First Great Western has successfully upheld the legality of a permit scheme introduced at Temple Meads station in 2012 following the Court of Appeal’s confirmation of the High Court decision on which we commented in April 2013 Confirmation of Taxi Permit Scheme on Private Land.
The Court of Appeal’s judgment of 18 March 2014 upholds the previous findings of the High Court confirming that private landowners can enforce permit schemes for taxi drivers who want to ply for hire from their land, despite their consent having been given to the designation of a taxi stand on their land.
The local branch of the National Taxi Association disputed the landowner's right to control its land in this way and had argued that consent to the designation of a taxi stand on private land under byelaw necessarily implied with it a consent to permit free access across land for all licensed taxis.

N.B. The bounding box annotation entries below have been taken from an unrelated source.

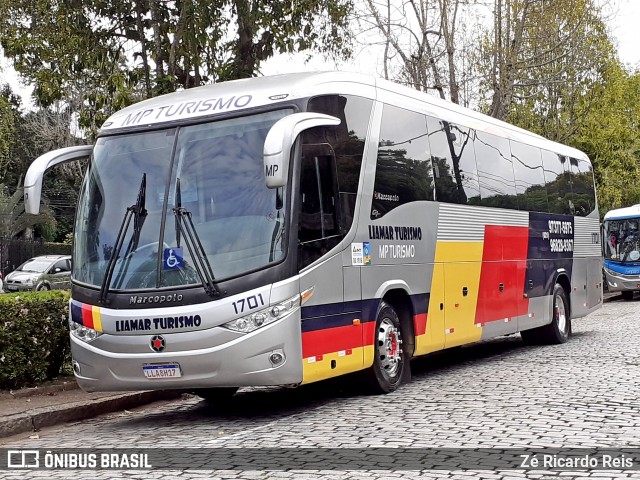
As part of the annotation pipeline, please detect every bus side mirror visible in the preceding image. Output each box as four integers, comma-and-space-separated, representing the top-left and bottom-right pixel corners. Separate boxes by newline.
24, 145, 93, 215
263, 112, 340, 188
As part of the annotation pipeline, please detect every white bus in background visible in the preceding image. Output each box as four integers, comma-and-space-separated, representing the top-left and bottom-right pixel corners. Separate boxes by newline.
25, 73, 602, 399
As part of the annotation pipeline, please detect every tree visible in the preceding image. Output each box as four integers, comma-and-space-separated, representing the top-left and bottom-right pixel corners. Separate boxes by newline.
571, 59, 640, 215
0, 184, 55, 238
0, 85, 21, 182
0, 0, 351, 131
358, 0, 475, 103
477, 0, 613, 124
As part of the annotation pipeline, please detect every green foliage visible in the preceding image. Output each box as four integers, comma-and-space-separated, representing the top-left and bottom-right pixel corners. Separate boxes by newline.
38, 242, 71, 255
572, 60, 640, 215
0, 184, 55, 238
0, 291, 70, 389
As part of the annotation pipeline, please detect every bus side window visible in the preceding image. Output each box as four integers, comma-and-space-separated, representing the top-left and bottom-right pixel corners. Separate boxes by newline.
371, 105, 433, 220
298, 143, 342, 268
473, 130, 518, 210
569, 158, 596, 217
427, 117, 480, 204
542, 150, 572, 215
510, 140, 549, 212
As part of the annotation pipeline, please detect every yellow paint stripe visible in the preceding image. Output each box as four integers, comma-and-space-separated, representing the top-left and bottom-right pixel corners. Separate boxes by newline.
302, 347, 363, 383
91, 305, 102, 332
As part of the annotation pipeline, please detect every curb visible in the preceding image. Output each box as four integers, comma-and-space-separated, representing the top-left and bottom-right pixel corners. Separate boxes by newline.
9, 379, 80, 398
0, 390, 184, 438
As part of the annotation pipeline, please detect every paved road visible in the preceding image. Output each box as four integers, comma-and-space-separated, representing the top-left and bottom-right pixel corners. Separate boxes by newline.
0, 299, 640, 480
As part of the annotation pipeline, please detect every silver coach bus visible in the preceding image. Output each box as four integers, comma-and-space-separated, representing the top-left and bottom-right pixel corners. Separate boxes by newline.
25, 73, 602, 399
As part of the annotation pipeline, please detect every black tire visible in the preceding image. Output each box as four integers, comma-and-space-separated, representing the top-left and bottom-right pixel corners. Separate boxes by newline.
622, 290, 635, 300
192, 387, 238, 407
520, 283, 571, 345
364, 301, 410, 393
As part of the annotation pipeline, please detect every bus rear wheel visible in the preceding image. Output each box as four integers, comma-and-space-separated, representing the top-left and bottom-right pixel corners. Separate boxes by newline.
622, 290, 635, 300
520, 283, 571, 345
192, 387, 238, 407
365, 300, 410, 393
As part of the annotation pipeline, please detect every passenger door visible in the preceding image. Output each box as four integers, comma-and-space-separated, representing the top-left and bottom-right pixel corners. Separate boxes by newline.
298, 143, 363, 383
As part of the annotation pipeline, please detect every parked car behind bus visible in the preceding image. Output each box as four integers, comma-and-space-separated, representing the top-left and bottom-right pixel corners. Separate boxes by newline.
4, 255, 71, 292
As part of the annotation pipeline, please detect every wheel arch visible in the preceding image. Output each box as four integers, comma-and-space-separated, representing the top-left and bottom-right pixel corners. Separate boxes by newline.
382, 287, 416, 357
551, 269, 571, 317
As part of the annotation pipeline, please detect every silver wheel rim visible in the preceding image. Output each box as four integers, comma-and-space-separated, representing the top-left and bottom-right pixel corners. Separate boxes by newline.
378, 318, 402, 378
553, 295, 567, 334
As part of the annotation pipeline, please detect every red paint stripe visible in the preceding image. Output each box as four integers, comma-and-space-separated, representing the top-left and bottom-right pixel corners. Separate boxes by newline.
475, 225, 529, 324
302, 325, 362, 358
413, 313, 427, 335
82, 303, 93, 328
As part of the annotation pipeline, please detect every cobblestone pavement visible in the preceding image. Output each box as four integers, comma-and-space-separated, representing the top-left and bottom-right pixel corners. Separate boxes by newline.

The Court of Appeal unanimously found that:
- The requirement for landowner consent to the designation of a taxi stand on its property recognised expressly the rights of landowners to control the location of and taxi numbers on stands on their property and that that was sufficient to explain the need for consent
- It was not necessary and there was no evidence to imply an additional and onerous requirement that such consent necessarily granted to all licensed taxis unrestricted access over private land to reach a stand. If that had been intended, Parliament would have said so.
Consequently, the appeal of the taxi drivers was dismissed in its entirety. The case now provides welcome certainty for those private landowners either with existing designated taxi stands on their property or those who may be considering consenting to designation of stands in future.